Carl Jung’s analytic theory emphasized the influence of our evolutionary past on our personality with the collective unconscious—the powerful and influential system that contains universal memories and ideas that all people have inherited from ancestors over the course of evolution.
• Archetypes—inherited memories or common themes found in all cultures, religions, and literature, both ancient and modern.
• Individuation—psychological process by which we become an individual; a unified whole, including conscious and unconscious processes.
Alfred Adler’s individual or ego theory emphasized social interest as the primary determinant of personality. We strive for superiority and try to compensate for inferiority complexes.
Karen Horney attacked Freud’s male bias and suggested the male counterpart for penis envy is womb envy.
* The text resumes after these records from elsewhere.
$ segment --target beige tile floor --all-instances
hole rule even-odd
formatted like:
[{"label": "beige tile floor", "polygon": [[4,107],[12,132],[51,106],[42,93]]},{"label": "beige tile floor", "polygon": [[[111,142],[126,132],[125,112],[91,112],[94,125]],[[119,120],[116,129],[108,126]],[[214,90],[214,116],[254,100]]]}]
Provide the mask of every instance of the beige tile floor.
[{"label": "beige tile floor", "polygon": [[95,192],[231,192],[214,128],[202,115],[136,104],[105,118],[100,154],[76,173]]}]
She thought females were more envious of the male’s social status.
Humanistic approach—Humans are born good and strive for positive personal growth.
• Abraham Maslow emphasized the goal of self-actualization—reaching toward the best person we can be.
• Carl Rogers’s self-theory or the view that the individual’s self-concept is formed by society’s conditions of worth and the need for unconditional positive regard—acceptance and love from others independent of how we behave.
Behavioral approach—According to Skinner, our history of reinforcement shapes our behavior, which is our personality.
Cognitive and social cognitive/social-learning approach—Cognitive theories say human nature is basically neutral and we are shaped by our perceptions of the world.
• George Kelly’s personal construct theory looks at how we develop bipolar mental constructs to judge and predict others’ behavior.
• Social cognitive/social-learning theories stress the interaction of thinking with learning experiences in a social environment.
• Albert Bandura’s reciprocal determinism states that three types of factors all affect one another in explaining our behavior: personality characteristics and cognitive processes; the nature, frequency, and intensity of actions; stimuli from the social or physical environment, and reinforcement contingencies.